1. Field of the Invention
This invention relates to the field of computer systems and, more particularly, to distributed hardware emulation environments.
2. Description of the Related Art
Generally, the development of components for an electronic system such as a computer system includes design verification of the components, which may be accomplished, for example, by simulation of models of the components, or by hardware emulation of the components. During design verification, the specified functions of each component may be tested and, when incorrect operation (a bug) is detected, the model or emulation circuitry of the component may be changed to generate correct operation. Once design verification is complete, the component may be fabricated. Since many of the bugs may have been detected in design verification, the component may be more likely to operate as specified and the number of revisions to hardware may be reduced. Simulation models are frequently described in a hardware description language (HDL) such as Verilog, VHDL, etc.
Originally, simulations of electronic systems were performed on a single computing system. However, as the electronic systems (and the components forming systems) have grown larger and more complex, single-system simulation has become less desirable. The speed of the simulation (in cycles of the electronic system per second) may be reduced due to the larger number of gates in the model which require evaluation. Additionally, the speed may be reduced as the size of the electronic system model and the computer code to perform the simulation may exceed the memory capacity of the single system. In some cases, the simulators may not be capable of simulating the entire model. As the speed of the simulation decreases, simulation throughput is reduced.

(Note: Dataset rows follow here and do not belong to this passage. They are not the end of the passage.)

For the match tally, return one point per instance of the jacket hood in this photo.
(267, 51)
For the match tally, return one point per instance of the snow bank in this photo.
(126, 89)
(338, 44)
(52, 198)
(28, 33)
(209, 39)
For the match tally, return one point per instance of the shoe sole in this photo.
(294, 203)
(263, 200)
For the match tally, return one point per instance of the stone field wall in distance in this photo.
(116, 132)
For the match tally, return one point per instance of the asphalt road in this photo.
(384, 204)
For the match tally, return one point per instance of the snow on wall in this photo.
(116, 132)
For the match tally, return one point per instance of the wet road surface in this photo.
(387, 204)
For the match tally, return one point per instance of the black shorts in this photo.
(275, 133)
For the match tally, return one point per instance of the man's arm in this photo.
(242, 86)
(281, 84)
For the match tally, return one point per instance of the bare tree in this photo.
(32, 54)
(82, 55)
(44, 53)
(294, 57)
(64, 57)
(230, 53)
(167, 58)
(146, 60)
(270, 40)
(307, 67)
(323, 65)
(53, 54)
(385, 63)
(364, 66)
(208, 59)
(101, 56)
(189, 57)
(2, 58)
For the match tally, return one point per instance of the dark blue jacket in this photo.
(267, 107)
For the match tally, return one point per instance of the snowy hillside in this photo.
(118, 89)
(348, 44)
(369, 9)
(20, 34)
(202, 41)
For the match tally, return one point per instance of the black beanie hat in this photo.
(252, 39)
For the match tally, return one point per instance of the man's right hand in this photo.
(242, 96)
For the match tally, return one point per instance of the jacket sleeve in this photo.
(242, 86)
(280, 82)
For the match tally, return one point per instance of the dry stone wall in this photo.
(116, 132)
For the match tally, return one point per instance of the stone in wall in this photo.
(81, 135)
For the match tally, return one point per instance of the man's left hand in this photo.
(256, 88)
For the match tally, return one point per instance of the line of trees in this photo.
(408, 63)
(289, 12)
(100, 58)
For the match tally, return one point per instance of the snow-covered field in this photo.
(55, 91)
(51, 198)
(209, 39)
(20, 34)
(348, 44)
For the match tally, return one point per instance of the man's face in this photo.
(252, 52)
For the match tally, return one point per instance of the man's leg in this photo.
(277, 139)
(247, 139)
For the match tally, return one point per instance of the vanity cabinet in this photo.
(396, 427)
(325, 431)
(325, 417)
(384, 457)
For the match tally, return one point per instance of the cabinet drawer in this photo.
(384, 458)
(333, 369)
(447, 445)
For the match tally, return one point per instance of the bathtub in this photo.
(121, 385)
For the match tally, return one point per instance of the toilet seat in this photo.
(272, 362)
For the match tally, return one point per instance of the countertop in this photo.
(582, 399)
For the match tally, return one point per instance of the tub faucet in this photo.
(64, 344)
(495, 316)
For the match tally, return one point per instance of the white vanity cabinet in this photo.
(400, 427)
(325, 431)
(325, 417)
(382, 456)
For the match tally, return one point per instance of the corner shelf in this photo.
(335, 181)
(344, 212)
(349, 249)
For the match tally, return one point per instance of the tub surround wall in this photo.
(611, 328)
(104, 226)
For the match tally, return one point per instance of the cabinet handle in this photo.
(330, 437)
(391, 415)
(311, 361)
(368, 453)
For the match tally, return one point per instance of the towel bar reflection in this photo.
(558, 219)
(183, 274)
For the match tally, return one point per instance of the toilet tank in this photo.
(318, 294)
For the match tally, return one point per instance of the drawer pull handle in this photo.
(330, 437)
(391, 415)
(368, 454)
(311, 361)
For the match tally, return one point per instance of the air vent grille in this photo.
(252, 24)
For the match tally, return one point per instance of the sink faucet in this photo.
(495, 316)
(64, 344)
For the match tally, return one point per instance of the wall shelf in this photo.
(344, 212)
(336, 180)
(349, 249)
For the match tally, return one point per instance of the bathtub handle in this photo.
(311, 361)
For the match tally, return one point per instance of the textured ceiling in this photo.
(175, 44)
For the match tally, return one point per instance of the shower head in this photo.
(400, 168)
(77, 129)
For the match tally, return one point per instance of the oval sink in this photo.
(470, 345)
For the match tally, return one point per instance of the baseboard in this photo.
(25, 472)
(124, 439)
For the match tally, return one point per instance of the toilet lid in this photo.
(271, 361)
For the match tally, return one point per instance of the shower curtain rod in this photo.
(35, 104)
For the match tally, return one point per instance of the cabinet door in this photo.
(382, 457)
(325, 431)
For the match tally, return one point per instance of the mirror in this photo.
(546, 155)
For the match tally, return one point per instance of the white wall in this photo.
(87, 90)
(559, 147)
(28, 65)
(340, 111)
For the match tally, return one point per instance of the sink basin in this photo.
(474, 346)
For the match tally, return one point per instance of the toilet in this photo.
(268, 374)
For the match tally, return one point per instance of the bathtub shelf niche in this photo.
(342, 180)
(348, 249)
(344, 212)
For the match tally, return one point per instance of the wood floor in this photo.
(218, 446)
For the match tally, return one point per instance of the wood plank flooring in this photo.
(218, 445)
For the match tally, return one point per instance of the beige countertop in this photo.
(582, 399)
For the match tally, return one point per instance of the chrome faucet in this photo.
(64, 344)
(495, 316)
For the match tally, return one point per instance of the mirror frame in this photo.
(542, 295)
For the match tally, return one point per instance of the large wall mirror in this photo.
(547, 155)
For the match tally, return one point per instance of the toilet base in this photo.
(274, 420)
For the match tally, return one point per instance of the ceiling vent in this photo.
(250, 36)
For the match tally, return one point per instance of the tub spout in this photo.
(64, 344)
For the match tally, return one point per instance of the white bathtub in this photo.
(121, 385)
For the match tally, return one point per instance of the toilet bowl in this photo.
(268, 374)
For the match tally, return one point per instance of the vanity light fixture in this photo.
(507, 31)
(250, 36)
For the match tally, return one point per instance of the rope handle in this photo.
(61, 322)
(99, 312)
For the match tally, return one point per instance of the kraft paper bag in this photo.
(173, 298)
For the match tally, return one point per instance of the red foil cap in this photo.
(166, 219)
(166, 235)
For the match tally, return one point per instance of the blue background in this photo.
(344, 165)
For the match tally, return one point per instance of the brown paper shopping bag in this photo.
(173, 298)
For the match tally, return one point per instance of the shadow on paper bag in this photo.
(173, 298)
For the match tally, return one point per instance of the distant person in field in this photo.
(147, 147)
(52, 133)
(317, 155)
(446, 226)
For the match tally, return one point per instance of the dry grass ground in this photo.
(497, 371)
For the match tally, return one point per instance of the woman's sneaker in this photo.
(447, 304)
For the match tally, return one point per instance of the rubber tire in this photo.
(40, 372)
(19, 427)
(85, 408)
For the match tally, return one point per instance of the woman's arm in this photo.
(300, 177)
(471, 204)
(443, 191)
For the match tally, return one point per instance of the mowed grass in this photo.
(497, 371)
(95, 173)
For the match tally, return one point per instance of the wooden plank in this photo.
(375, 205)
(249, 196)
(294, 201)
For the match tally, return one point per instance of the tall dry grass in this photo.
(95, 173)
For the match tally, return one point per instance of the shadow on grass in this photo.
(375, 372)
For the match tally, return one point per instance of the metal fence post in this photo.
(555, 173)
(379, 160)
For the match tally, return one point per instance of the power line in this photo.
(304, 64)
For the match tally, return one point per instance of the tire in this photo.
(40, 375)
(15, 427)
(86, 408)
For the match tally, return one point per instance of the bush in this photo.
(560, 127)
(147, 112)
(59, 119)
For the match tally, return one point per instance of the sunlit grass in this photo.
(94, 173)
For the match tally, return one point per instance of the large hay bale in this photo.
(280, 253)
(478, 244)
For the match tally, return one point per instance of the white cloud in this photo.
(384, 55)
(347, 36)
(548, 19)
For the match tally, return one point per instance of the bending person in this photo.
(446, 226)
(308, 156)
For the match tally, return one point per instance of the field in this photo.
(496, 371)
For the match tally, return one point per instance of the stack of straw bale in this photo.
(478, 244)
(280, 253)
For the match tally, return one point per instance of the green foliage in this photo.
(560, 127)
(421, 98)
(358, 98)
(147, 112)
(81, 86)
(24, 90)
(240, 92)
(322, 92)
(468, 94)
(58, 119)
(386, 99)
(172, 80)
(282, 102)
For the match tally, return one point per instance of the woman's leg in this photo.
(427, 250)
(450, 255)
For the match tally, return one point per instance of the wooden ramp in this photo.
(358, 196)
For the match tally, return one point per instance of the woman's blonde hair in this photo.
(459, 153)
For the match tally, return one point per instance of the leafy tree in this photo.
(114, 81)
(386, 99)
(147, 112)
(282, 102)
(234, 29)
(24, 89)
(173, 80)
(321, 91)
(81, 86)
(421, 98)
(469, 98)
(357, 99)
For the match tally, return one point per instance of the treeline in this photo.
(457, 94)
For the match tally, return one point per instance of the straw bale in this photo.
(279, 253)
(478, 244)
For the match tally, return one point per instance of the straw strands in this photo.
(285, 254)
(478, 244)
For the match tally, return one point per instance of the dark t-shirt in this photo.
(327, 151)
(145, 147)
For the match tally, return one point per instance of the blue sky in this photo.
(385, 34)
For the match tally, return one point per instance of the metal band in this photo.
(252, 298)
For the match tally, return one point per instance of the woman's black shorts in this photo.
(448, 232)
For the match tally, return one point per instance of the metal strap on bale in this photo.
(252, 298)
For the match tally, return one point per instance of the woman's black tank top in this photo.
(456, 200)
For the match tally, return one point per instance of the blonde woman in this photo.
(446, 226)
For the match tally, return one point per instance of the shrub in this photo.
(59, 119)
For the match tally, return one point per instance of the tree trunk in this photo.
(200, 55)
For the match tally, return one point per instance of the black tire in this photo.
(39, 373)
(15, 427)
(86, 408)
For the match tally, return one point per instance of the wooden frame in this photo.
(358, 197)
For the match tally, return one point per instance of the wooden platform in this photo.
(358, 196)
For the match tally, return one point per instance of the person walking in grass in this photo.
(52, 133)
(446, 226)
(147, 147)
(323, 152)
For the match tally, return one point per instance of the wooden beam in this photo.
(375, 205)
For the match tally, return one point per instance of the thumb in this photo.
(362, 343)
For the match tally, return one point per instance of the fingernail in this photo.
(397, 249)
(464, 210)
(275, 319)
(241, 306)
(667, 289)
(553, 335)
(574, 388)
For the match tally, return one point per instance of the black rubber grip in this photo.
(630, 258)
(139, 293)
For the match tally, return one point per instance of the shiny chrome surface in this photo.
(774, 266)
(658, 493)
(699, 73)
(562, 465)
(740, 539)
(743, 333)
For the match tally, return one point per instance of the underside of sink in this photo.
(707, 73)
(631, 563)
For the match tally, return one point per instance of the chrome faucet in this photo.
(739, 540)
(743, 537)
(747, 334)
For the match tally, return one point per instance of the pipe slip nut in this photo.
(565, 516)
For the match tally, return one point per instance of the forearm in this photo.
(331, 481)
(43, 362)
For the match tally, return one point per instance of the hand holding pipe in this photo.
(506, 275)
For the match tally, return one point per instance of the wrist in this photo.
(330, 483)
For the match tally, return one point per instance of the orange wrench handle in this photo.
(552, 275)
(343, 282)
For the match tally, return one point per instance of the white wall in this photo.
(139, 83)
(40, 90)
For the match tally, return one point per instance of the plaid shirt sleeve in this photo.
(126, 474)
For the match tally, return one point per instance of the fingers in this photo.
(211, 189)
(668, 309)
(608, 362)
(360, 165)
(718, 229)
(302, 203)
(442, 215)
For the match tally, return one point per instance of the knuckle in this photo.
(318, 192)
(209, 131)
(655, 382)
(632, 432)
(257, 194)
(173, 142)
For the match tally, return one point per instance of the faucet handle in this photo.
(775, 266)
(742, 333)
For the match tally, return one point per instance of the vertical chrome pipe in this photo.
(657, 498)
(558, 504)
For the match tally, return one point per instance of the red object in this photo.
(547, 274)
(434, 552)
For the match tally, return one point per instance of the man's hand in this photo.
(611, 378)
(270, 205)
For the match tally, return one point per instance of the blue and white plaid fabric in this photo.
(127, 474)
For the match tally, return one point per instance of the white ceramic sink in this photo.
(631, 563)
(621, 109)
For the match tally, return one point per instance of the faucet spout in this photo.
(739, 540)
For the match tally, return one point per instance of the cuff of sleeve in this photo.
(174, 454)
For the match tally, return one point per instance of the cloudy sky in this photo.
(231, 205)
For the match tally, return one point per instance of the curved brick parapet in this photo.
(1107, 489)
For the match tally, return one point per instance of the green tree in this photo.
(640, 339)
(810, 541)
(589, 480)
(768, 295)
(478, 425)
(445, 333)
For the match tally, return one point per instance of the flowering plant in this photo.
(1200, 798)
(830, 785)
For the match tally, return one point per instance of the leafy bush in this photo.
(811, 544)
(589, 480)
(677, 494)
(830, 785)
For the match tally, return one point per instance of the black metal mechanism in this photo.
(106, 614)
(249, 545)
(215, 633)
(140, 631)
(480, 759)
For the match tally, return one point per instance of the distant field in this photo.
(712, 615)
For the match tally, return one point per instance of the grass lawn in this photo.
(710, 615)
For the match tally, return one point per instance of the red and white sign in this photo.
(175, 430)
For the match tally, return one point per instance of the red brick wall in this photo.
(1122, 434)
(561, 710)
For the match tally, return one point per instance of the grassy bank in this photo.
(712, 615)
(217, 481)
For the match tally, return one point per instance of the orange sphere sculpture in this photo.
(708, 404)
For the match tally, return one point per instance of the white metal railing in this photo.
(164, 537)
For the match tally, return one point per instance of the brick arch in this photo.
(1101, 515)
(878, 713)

To address these issues, distributed simulation has become more common. Generally, a distributed simulation system includes two or more computer systems (i.e. nodes) simulating portions of an electronic system in parallel. Furthermore, each node must communicate with other nodes to transfer information between different simulated portions of the electronic system, i.e., to coordinate and/or synchronize steps of the distributed simulation. For example, a distributed simulation system may sample output signals from the portions of the system simulated by each node and communicate the corresponding signal values to other nodes. The received signal values are then driven as inputs to the models in those other nodes.
Hardware emulation has typically been performed using expensive, often proprietary emulation servers that may contain custom-built hardware emulation devices. Such emulation servers may, for example, be limited to using a maximum number of emulation devices such as field programmable gate arrays (FPGAs) that may be incorporated within the proprietary design of the emulation server. Hardware emulation for a given component may typically be accomplished faster than a software simulation for the same component. For large and complex designs, however, the total amount of design verification required may exceed the emulation capacity supported by an emulation server. A technique that allows flexible configuration of hardware emulation capacity (e.g., using inexpensive commodity hardware), and uses inter-node communication to coordinate distributed hardware emulation in a manner similar to the coordination techniques used in distributed software simulation, may therefore be desirable.